Children were often beaten against walls, or thrown alive into pits where the bodies of adults were later thrown; they were also tortured and raped. Victims of all ages often had their limbs amputated, or were impaled and left to die slowly. Others were doused in gasoline and set alight, or disemboweled while still alive. Yet others were shot repeatedly, or tortured and left alone to die in pain. The wombs of pregnant women were cut open. Women were routinely raped while being tortured.
'I was 10 years old. The patrollers pushed me to the ground with some of the other children and we were told to stay there and keep our faces down. I tried to look up and saw my mother and sister in line with the other women. One by one they disappeared over the brow of a hill, and I could hear their screams. I could see my mother and sister approaching that brow. I was kicked and told to keep my head down. When I looked up again, over to the line of women, my mother and sister were no longer there. For two years a patroller kept me prisoner, but then I escaped.'
Throughout the period of the genocide, the US continued to provide military support to the Guatemalan government, mainly in the form of arms and equipment. The infamous guerrilla training school, the School of the Americas continued to train Guatemalan officers notorious for human rights abuses; the CIA worked with Guatemalan intelligence officers, some of whom were on the CIA payroll despite being known human rights violators. US involvement was understood to be strategic or, put another way, indifferent to the fate of a bunch of Indians.

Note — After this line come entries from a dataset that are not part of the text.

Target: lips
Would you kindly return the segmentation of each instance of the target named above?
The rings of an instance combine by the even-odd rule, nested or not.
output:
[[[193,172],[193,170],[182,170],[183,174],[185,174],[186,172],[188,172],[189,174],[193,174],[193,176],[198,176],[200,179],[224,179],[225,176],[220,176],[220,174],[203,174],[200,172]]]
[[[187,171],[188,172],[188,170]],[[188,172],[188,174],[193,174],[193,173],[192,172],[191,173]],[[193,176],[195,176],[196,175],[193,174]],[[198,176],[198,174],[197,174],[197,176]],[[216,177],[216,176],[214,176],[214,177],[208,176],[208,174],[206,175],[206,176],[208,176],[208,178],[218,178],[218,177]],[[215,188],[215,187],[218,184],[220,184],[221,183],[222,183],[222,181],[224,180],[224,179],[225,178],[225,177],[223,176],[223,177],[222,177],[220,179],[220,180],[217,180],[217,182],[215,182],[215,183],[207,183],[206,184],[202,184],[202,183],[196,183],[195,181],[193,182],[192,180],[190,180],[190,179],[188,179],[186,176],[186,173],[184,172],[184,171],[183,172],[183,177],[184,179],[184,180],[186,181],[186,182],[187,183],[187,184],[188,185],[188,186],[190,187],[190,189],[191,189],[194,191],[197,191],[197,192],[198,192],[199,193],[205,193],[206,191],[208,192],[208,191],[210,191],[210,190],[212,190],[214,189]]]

In 1998 a report authoured by the Catholic Church, titled
'Recuperation of Historical Memory' (also called 'Never Again'), was released,echoing an earlier report 'Memory of Silence' placed the responsibility for most of Guatemala's war crimes squarely on the army. The report was publicly presented by Bishop Juan Gerardi; two days later he was murdered. In June 2001 a former head of military intelligence (a graduate of the School of the Americas) and two other officers were sentenced to 30 years in prison for the murder.